Digital Life
24.07.2016

Polizei streckt Pokemon-Go-Spieler mit Taser nieder

Ein Pokémon-Go-Spieler wollte einen bereits geschlossenen Park nicht verlassen und wurde festgenommen. Nun droht die Mutter der Pokémon Company mit Klage.

Ein „Pokémon Go“-Spieler in Florida wurde Donnerstag Nacht von der Polizei mit einem Taser beschossen, nachdem dieser sich weigerte einen Park zu verlassen. Das berichtet der lokale Nachrichtensender WFL8. Der Mann befand sich mit mehr als 150 anderen Spielern in einem Park in Tampa, der offenbar ein Hotspot für Pokémon Go ist. Zu dieser Uhrzeit war der Park allerdings bereits geschlossen, weswegen die Polizei die Spieler zum Gehen aufforderte.

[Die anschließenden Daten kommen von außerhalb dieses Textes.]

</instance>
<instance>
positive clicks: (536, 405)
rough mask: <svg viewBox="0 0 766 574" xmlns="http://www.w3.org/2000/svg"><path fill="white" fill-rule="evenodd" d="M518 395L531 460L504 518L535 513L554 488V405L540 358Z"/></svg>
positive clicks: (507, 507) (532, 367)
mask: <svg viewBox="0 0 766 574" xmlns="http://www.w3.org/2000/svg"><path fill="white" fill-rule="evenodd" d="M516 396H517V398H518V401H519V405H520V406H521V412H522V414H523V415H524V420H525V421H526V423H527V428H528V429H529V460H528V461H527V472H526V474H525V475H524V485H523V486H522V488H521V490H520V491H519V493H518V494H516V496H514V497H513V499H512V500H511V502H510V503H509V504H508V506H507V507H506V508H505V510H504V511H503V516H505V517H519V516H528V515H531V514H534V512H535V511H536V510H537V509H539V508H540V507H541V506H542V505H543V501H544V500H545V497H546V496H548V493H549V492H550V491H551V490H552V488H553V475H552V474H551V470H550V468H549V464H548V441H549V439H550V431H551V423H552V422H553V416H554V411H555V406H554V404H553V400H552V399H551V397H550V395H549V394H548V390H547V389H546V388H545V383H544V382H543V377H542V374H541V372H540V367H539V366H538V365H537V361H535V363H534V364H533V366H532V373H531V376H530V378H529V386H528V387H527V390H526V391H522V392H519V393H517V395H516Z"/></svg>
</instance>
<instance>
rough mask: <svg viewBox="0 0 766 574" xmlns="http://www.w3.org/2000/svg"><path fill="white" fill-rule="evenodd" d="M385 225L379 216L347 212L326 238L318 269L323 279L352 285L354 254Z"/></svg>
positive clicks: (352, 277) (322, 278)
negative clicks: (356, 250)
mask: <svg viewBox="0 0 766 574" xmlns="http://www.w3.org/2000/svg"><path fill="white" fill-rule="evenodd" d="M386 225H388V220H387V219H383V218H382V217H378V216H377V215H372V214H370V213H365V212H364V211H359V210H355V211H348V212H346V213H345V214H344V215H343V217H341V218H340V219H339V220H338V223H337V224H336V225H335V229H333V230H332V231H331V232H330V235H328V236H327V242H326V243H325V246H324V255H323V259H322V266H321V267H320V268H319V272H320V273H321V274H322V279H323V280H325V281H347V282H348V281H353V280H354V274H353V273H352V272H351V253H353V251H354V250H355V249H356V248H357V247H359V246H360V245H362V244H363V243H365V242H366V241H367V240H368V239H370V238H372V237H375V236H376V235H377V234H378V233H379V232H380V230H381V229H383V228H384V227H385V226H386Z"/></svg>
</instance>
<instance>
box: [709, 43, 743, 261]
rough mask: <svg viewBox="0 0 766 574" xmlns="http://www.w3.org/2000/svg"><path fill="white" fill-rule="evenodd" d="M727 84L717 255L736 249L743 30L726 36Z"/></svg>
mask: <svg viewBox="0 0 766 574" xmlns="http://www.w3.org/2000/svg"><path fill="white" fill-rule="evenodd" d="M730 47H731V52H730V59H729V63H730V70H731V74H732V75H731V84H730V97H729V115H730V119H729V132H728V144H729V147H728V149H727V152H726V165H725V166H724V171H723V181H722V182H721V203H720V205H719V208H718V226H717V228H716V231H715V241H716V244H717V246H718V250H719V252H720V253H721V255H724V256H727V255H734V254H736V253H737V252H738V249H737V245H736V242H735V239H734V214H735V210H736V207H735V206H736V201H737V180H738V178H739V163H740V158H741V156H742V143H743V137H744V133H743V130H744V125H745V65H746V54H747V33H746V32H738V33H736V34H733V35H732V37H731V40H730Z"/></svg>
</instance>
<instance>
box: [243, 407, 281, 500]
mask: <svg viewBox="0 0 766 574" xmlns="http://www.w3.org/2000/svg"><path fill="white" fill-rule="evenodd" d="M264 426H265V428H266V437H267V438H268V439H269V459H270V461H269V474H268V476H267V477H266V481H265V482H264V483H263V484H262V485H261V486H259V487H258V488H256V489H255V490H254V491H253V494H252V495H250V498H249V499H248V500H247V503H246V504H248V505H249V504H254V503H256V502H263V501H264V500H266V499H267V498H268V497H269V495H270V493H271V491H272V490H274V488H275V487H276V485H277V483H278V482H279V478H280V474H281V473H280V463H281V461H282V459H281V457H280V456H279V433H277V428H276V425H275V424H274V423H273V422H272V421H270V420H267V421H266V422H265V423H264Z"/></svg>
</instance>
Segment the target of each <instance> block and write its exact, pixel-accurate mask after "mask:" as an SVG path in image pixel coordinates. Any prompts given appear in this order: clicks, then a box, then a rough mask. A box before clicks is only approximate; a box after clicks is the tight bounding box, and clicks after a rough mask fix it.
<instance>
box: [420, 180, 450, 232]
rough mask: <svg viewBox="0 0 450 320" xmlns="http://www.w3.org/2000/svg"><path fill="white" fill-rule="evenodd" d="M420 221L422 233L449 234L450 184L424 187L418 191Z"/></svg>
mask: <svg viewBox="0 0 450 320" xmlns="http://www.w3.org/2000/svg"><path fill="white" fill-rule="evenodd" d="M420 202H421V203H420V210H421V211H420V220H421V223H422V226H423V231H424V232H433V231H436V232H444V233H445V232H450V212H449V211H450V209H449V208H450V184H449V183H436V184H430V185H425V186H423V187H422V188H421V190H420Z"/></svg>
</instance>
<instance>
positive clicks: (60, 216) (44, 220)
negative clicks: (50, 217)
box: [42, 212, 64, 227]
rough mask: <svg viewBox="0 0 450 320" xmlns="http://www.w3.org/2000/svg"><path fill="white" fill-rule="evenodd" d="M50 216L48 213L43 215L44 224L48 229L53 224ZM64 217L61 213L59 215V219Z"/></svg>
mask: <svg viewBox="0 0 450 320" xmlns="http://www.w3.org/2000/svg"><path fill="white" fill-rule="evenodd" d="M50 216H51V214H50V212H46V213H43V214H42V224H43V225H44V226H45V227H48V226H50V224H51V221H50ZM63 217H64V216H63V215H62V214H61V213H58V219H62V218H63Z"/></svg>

Lediglich ein Mann weigerte sich und wurde nach einer längeren Debatte mit einem Taser niedergestreckt. Die Szenen wurden auch von Passanten festgehalten. „Diese Polizisten müssen damit aufhören. Jemand kann ja wohl reden, aber er greift euch doch nicht an“, so die Mutter des Pokemon-Go-Spielers. Die Polizei verwies darauf, dass der Mann mehrmals dazu aufgefordert wurde, sich auf den Boden zu legen und dies verweigerte. Als letzte Maßnahme wurde daher zum Taser gegriffen.

Mutter droht mit Klage

Eine Erklärung, die der Mutter des Gamers aber nicht ausreicht. „Das ist alles die Schuld von Pokémon. Ich werde Pokémon und die Polizei von Tampa dafür verklagen“, kündigte sie an. In den vergangenen Wochen kam es immer wieder zu verwirrenden Situationen zwischen Polizei und Pokémon-Go-Spielern. Die Polizei versucht mittlerweile selbst mit öffentlichen Warnungen und Tipps die Spieler zu belehren, welche Grenzen man nicht überschreiten sollte.